Dans le film vous vous exprimez intégralement en peul. Pourquoi ce choix ?
O. S. : Cela ajoute au côté étrange dans tous les sens du terme. C’est-à-dire étranger au pays, étranger à cette guerre et en même temps étrange dans l’étrangeté de la situation pour Bakary. On a fait ce choix assez vite et naturellement. On avait aussi cette volonté de ne pas avoir de personnage avec un accent. La frontière est là entre Thierno et Bakary. La langue française manque au père et c’est comme cela que son fils va prendre le pouvoir sur lui. Thierno a accès à la langue et donc il a accès à d’autres personnes, il a un échange, il évolue là où son père n’a pas l’outil pour évoluer. C’est là où la cassure se fait.
Au fil du film, les points de vue et objectifs du père et du fils vont peu à peu diverger.
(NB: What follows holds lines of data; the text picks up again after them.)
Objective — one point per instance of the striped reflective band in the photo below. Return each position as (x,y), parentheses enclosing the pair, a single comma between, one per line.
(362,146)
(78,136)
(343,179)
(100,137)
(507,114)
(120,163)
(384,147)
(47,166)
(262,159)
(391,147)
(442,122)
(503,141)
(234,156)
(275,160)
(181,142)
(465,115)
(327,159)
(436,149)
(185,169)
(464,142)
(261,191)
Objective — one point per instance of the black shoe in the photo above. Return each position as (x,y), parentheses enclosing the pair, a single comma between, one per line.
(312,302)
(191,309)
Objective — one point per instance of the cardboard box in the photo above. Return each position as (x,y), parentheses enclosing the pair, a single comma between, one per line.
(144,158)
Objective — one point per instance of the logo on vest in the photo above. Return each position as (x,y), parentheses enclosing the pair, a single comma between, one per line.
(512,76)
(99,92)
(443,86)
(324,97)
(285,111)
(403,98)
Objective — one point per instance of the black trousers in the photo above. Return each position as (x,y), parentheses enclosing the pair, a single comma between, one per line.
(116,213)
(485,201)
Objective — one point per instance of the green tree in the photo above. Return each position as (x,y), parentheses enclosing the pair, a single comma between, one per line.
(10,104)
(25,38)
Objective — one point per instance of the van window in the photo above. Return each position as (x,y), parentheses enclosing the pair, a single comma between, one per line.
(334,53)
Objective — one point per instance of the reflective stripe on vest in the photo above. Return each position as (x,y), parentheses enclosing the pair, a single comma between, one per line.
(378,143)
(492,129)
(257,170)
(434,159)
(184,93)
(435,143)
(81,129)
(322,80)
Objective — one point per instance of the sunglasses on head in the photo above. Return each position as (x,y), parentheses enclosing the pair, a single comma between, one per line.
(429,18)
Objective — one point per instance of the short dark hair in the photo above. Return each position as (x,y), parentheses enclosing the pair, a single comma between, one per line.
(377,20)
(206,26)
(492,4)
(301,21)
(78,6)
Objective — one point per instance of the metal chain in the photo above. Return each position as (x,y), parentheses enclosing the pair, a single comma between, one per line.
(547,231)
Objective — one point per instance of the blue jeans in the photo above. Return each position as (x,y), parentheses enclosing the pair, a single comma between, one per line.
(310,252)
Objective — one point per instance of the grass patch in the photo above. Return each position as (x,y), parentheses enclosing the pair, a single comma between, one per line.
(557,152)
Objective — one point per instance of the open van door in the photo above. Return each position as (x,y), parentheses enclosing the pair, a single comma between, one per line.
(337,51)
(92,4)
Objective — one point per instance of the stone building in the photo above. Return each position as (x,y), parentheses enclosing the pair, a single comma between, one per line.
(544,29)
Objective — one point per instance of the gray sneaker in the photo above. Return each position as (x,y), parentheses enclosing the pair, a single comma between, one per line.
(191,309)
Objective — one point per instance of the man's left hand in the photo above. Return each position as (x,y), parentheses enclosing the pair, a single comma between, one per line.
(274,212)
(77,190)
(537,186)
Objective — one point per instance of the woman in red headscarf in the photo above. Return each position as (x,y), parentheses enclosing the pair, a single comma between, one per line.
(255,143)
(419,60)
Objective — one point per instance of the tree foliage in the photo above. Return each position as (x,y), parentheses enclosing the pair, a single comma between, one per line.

Quand Bakary a pour seule obsession de sortir son fils de cette guerre, Thierno va se trouver galvanisé par son officier supérieur, le lieutenant Chambreau (Jonas Bloquet) et prendra un entrain surprenant au sein de l’escadron des tirailleurs.
M.V. : C’est ce à quoi le film s’attache, ça fait partie du récit organique. Thierno est soudain galvanisé par cette guerre, elle lui sert aussi à grandir, à s’émanciper, à devenir un homme. C’est un support pour quitter l’autorité de son père, on voit bien qu’il est moins conscient que Bakary des conséquences de ce qu’il fait.
C’était un moment important dans l’écriture du scénario. C’est à la fois ce qui se passe d’un point de vue militaire mais c’est aussi une métaphore de ce qui se passe dans la vie, sur un temps beaucoup plus long. Les parents ont l’autorité, puis quand on grandit en tant qu’homme, les choses s’inversent presque. Les parents vieillissent, ont un peu moins d’outils, d’emprise sur les choses. C’est un mouvement propre à l’humanité, on a trouvé cette espèce de maillage très fort dans la fiction à travers cet aspect militaire où les grades que le fils obtient font que son père va devoir lui obéir.
À l’inverse de la relation entre Thierno et Bakary, le lieutenant souffre de l’indifférence d’un père qui ne sera fier de lui que lorsqu’il sera mort en héros sur le champ de bataille.
M.V. : Oui c’est l’inverse, deux polarités opposées quasiment. Bakary veut que son fils soit vivant et s’en sorte vivant. Le père de Chambreau malgré lui, presque inconsciemment, souhaite le sacrifice de son fils pour la France, c’est ce qui lui donnera de la valeur. Ce sont des visions croisées.
O. S. : Chambreau le dit dans un échange avec Thierno : « J’admire ce que fait ton père pour toi. » Il le reconnaît, car il est conscient de la relation que lui a avec son propre père.